Ci rifletto su, prima di poter rispondere. E' passato così tanto tempo da allora che rivangare simili ricordi è un po' come cercare un tesoro nascosto dentro la sabbia. «Più che ribellione adolescenziale si trattasse di ribellione nei confronti di mia madre» ammetto con un sospiro, mentre decelero lentamente per farmi sorpassare da un camion. Jack lancia un sospiro di sollievo.
«Tua madre?»
«Non fare il finto tonto, sono sicura che hai già sentito parlare di lei.» Per quanto il mondo della sua famiglia possa esser distante dal nostro, il nome dei miei genitori è risuonato ovunque nel mondo, per i motivi giusti e quelli sbagliati. Ed è una cosa che, amaramente, rimpiango. «Erin Baker, una top model. Per anni è stata considerata come la donna più bella del pianeta. Ha vinto il concorso di Miss Mondo quando aveva la mia età, più o meno.»
«Non riesco a comprendere dove tu voglia arrivare.»

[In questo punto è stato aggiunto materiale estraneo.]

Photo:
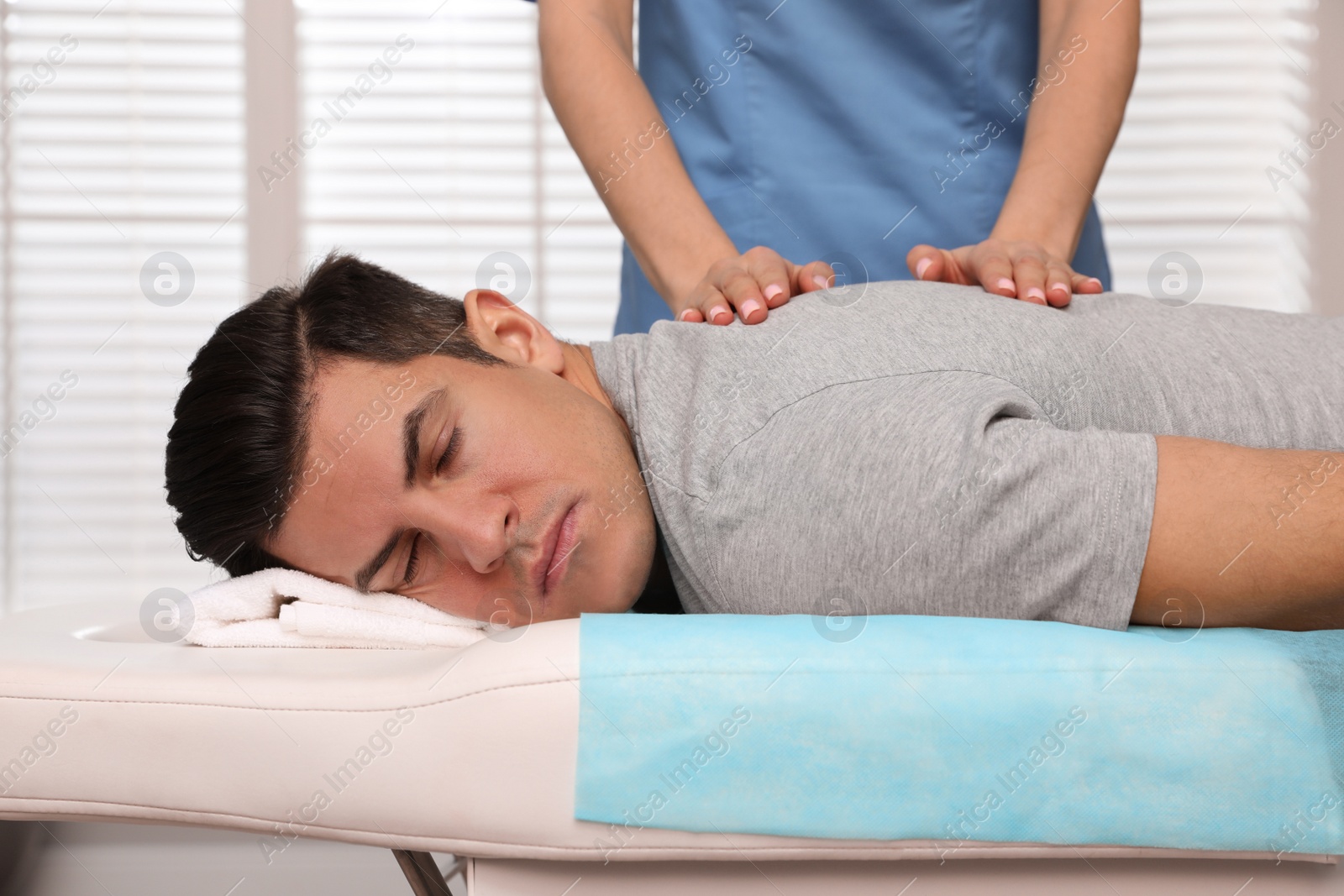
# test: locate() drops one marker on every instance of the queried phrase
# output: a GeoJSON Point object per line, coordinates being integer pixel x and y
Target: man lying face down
{"type": "Point", "coordinates": [893, 448]}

«Cosa pensi che volesse farne della sua unica figlia femmina?» la mia voce fuoriesce sarcastica e amara dalla gola, pur non volendolo. Sento i suoi occhi divorarmi, indagare, analizzare ogni mia più piccola espressione. Stringo con più forza il volante e concentro l'attenzione del mio sguardo sulla strada. Sono una brava guidatrice, visto? «I miei genitori non sono mai stati presenti nelle nostre vite, ma hanno sempre preteso molto da noi. Papà si è concentrato su Aaron e Bill, mamma su di me. Nonostante la loro assenza, trovavano ogni modo per poterci ricordare chi siamo e da dove veniamo, così che non infangassimo il buon nome della famiglia King. La mamma sperava che anche io avessi successo nel campo della moda. Costringeva le nostre tate a portarmi a concorsi di bellezza, mi comprava solo e soltanto capi rosa e fru fru. Dovevo essere femminile. Dovevo essere elegante. Dovevo essere Sophia King, la degna figlia di Erin Baker e Benedict King.»
«Suona come qualcosa di straziante, non mi sorprende che tu abbia avuto quella fase, ma mi domando come hai fatto a superarla. Ammetto che sarebbe stato interessante scoprirti come la tipica figlia punk ribelle che se ne va in giro con centinaia di piercing.»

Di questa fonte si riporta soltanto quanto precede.